We have the same car!!!!!!!

Anyway I had this issue too. It just depends on how the pax feel about you. Be friendly and Nice. If you offer anything offer starburts and put them in front pax little cubby on the door. Tell them it's there. Also drive safely. Not too slow or fast regardless if pax is rushing you.

How do you like sitting in the focus all day? I find the seat design makes me hunch forward without realizing.


----------



## Bob Reynolds (Dec 20, 2014)

How in the world do you fit adult passengers in the back seat of a Ford Focus? There is no room back there!


----------



## scrurbscrud (Sep 11, 2014)

LyftrBmore said:


> The candy/water bottle/Charger/Sanitizer thing. How many of you do it? I know Lyft recommends it, but I'm curious on your take and whether or not it's helpful and/or doesn't eat into your bottom line too much?


My cost on these kinds of items is nearly negligible. The only time the snacks get touched is by drunks and that's also usually prime time as well, so it tends to keep the ratings good.


> What about getting out and opening doors for the pax? I did it a couple times and got very quizzical looks when I did it.
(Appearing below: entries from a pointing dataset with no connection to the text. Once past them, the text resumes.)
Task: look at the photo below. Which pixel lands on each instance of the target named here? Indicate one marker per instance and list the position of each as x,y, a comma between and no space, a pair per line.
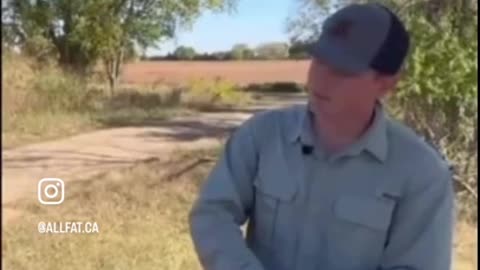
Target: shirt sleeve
223,206
421,236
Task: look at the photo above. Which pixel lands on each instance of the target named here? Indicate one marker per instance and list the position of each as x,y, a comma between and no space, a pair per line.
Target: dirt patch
241,72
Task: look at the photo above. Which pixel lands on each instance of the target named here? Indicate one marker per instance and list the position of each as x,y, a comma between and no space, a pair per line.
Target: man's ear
387,83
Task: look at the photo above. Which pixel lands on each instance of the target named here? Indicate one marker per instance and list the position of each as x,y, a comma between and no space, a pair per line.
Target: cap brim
333,54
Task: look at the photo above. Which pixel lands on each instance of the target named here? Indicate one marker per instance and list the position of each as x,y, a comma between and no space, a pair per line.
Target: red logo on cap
341,29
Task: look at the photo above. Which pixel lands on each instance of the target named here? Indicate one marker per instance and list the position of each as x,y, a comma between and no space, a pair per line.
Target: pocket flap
368,212
276,183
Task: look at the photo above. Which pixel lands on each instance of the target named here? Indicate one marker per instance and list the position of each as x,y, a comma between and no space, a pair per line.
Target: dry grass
142,219
42,103
241,72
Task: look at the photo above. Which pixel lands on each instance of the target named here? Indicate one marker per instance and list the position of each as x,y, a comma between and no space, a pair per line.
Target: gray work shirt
386,202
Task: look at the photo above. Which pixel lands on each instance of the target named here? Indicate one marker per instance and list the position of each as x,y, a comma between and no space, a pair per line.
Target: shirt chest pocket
275,193
358,231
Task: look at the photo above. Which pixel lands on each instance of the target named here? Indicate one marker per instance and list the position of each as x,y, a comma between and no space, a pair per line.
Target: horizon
252,23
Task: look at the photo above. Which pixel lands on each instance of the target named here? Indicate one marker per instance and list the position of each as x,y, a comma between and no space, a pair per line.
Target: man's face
334,92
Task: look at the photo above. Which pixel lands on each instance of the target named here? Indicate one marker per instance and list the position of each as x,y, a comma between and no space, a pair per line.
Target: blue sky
254,22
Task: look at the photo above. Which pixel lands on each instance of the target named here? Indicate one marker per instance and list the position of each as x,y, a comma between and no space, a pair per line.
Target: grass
142,218
44,102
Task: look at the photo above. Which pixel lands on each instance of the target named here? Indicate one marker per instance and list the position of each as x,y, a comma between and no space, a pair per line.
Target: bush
438,97
206,94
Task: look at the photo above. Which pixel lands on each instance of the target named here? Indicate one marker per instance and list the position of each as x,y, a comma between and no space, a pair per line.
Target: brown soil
241,72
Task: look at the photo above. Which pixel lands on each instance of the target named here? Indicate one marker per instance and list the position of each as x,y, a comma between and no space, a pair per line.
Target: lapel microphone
307,149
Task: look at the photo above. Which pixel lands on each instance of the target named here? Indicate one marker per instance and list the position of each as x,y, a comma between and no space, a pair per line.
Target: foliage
210,94
298,50
84,31
185,53
241,51
438,93
273,50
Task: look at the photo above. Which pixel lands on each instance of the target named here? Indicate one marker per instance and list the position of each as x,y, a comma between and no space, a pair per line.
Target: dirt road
83,156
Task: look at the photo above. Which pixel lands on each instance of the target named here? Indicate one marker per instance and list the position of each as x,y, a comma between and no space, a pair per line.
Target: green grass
142,218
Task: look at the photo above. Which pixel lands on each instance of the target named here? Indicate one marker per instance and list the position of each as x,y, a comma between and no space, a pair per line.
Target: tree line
267,51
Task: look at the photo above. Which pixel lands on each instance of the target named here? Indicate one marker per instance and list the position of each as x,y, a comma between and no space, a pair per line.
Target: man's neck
336,132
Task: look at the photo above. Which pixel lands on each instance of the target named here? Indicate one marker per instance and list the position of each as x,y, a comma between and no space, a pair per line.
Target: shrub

I drive Plus as well and always do this for pax loads of 5 and over and I always do it during prime time as well. I don't mind going the extra mile for extra money. During the day or times of min. fare rides, open the damn door yourself unless I feel like getting out and stretching for a couple minutes and might be near the door to open it for them. Otherwise never.


> Any insight you could offer would be great!
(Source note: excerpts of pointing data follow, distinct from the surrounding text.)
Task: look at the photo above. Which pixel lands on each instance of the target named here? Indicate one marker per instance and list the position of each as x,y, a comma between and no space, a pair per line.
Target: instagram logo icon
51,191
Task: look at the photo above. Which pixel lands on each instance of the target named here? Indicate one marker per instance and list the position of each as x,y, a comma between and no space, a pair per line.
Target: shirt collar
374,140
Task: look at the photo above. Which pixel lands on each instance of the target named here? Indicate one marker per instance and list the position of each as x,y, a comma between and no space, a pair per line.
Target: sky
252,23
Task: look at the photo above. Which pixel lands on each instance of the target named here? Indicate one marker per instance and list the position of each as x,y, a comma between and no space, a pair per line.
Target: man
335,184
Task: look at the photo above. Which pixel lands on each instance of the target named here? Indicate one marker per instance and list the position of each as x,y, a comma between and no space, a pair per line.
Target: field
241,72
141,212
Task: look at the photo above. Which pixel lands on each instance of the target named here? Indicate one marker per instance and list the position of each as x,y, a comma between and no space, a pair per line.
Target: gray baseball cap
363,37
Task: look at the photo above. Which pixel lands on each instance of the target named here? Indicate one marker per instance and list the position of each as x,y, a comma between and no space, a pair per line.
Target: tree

If any driver takes money, even if it's shit for pay, they can do their pax the courtesy of being polite in every instance or they shouldn't be driving. Makes it easier on everyone. Also don't get too engaged, if at all, in pax conversations between themselves. Even if they ask you something related to what they are talking about. Pretend you didn't hear and ask them to repeat by saying "I'm sorry, I wasn't listening."


----------